Des charpentiers, des menuisiers, des charrons, que sais-je encore ?…
Quelques personnes m'ont demandé si j'avais contribué à la guérison de
l'enfant. « Non, leur ai-je répondu ; je n'y suis pour rien ; je
ne suis pas médecin. »
« Je
ne vois là, disait-il aux parents, qu'une affection organique du ressort de la
médecine ; » ajoutant que, s'il avait cru que des prières pussent
opérer quelque soulagement, il en aurait fait depuis longtemps.
Si
M. le curé ne croit pas à l'efficacité de la prière en pareil cas, il a bien
fait de n'en pas dire ; d'où il faut conclure qu'en homme consciencieux,
si les parents fussent venus lui demander des messes pour la guérison de leur
enfant, il en aurait refusé le prix, car, s'il l'eût accepté, il aurait fait
payer une chose qu'il regardait comme sans valeur. Les Spirites croient à
l'efficacité des prières pour les maladies et les obsessions ; ils ont
prié, ils ont guéri, et ils n'ont rien demandé ; bien plus, si les parents
eussent été dans le besoin, ils auraient donné. « Ce sont, dit-il, des
charlatans et des jongleurs. » Depuis quand a-t-il vu les charlatans faire
leur métier pour rien ? Ont-ils fait porter à la malade des
amulettes ? Ont-ils fait des signes cabalistiques ? Ont-ils prononcé
des paroles sacramentelles en y attachant une vertu efficace ? Non, car le
Spiritisme condamne toute pratique superstitieuse ; ils ont prié avec
ferveur, en communion de pensées ; ces prières étaient-elles de la
jonglerie ? Apparemment non ; puisqu'elles ont réussi, c'est qu'elles
ont été écoutées.
Que
M. le curé traite le Spiritisme et les évocations d'absurdités et de bêtises,
il en est le maître, si telle est son opinion, et nul n'a rien à lui dire.
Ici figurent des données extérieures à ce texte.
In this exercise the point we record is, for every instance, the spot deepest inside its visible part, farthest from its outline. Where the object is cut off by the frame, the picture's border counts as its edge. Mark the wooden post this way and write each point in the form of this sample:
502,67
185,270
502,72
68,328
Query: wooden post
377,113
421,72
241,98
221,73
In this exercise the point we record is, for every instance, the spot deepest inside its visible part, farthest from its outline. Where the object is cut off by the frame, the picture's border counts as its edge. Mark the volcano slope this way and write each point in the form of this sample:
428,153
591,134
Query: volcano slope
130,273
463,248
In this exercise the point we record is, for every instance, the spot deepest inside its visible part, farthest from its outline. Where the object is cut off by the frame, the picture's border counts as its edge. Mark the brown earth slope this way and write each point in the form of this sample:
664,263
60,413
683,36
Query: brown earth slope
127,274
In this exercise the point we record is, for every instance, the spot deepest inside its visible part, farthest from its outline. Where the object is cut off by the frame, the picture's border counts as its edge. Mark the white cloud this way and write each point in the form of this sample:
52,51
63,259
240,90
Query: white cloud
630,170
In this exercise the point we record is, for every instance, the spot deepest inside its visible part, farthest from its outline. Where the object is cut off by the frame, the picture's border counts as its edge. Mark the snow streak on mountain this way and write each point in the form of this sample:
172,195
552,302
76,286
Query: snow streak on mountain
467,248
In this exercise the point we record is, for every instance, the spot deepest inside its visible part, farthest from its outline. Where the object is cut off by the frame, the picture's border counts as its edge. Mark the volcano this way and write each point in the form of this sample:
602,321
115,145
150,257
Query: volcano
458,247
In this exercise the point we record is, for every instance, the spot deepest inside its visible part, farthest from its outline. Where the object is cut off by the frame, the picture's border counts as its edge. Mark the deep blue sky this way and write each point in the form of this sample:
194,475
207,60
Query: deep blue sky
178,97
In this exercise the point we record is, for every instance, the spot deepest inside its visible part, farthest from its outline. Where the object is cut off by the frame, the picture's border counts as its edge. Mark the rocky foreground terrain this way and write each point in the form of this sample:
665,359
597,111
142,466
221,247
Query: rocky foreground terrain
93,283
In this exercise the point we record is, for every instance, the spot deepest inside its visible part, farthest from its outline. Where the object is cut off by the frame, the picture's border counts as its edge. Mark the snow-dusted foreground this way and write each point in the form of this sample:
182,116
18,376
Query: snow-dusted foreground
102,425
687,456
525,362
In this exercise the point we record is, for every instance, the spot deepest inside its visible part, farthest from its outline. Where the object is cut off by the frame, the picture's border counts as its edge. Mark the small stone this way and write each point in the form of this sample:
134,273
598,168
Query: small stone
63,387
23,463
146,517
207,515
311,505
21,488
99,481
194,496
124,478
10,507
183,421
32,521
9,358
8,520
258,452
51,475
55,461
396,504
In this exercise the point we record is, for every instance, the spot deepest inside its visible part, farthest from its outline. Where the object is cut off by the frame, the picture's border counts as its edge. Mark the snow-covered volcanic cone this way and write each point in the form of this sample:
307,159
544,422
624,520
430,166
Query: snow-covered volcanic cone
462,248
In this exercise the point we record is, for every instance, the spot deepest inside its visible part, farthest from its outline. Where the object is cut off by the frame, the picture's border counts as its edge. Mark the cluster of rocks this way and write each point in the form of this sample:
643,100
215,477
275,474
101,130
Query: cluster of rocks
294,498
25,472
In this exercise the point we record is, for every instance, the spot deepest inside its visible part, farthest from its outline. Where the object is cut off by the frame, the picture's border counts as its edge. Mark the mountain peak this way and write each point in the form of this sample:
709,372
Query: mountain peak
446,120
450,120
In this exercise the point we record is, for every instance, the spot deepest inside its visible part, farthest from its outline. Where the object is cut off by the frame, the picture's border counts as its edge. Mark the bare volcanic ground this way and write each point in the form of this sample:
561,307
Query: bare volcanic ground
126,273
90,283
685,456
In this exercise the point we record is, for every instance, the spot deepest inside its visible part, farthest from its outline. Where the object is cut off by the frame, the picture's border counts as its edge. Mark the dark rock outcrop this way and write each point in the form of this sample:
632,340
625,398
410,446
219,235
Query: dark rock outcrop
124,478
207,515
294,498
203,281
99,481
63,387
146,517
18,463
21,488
Mais
lorsque, pour dénigrer les réunions spirites, il dit qu'on n'y voit que des
charpentiers, des menuisiers, des charrons, etc., n'est-ce pas présenter ces
professions comme dégradantes, et ceux qui les exercent comme des gens
avilis ? Vous oubliez donc, monsieur le curé, que Jésus était charpentier,
et que ses apôtres étaient tous de pauvres artisans ou des pêcheurs. Est-il
évangélique de jeter du haut de la chaire le dédain sur la classe des
travailleurs que Jésus a voulu honorer en naissant parmi eux ? Avez-vous
compris la portée de vos paroles quand vous avez dit : « Le premier
décrotteur venu pourra donc évoquer le membre d'une famille
honorable ? » Vous le méprisez donc bien, ce pauvre décrotteur, quand
il nettoie vos souliers ? Hé quoi ! parce que sa position est humble,
vous ne le trouvez pas digne d'évoquer l'âme d'un noble personnage ? Vous
craignez donc que cette âme ne soit souillée quand, pour elle, s'étendront vers
le ciel des mains noircies par le travail ? Croyez-vous donc que Dieu fait
une différence entre l'âme du riche et celle du pauvre ? Jésus n'a-t-il
pas dit : Aimez votre prochain comme vous-même ? Or, aimer son
prochain comme soi-même, c'est ne faire aucune différence entre soi-même et le
prochain ; c'est la consécration du principe : Tous les hommes sont
frères, parce qu'ils sont enfants de Dieu. Dieu reçoit-il avec plus de
distinction l'âme du grand que celle du petit ? celle de l'homme à qui
vous faites un pompeux service, largement payé, que celle du malheureux à qui
vous n'octroyez que les plus courtes prières ? Vous parlez au point de vue
exclusivement mondain, et vous oubliez que Jésus a dit : « Mon
royaume n'est pas de ce monde ; là, les distinctions de la terre
n'existent plus ; là, les derniers seront les premiers, et les premiers
seront les derniers ? » Quand il a dit : « Il y a plusieurs
demeures dans la maison de mon père, » cela signifie-t-il qu'il y en a une
pour le riche et une pour le prolétaire ? une pour le maître et une pour
le serviteur ? Non ; mais qu'il y en a une pour l'humble et une autre
pour l'orgueilleux, car il a dit : « Que celui qui voudra être le
premier dans le ciel soit le serviteur de ses frères sur la terre. »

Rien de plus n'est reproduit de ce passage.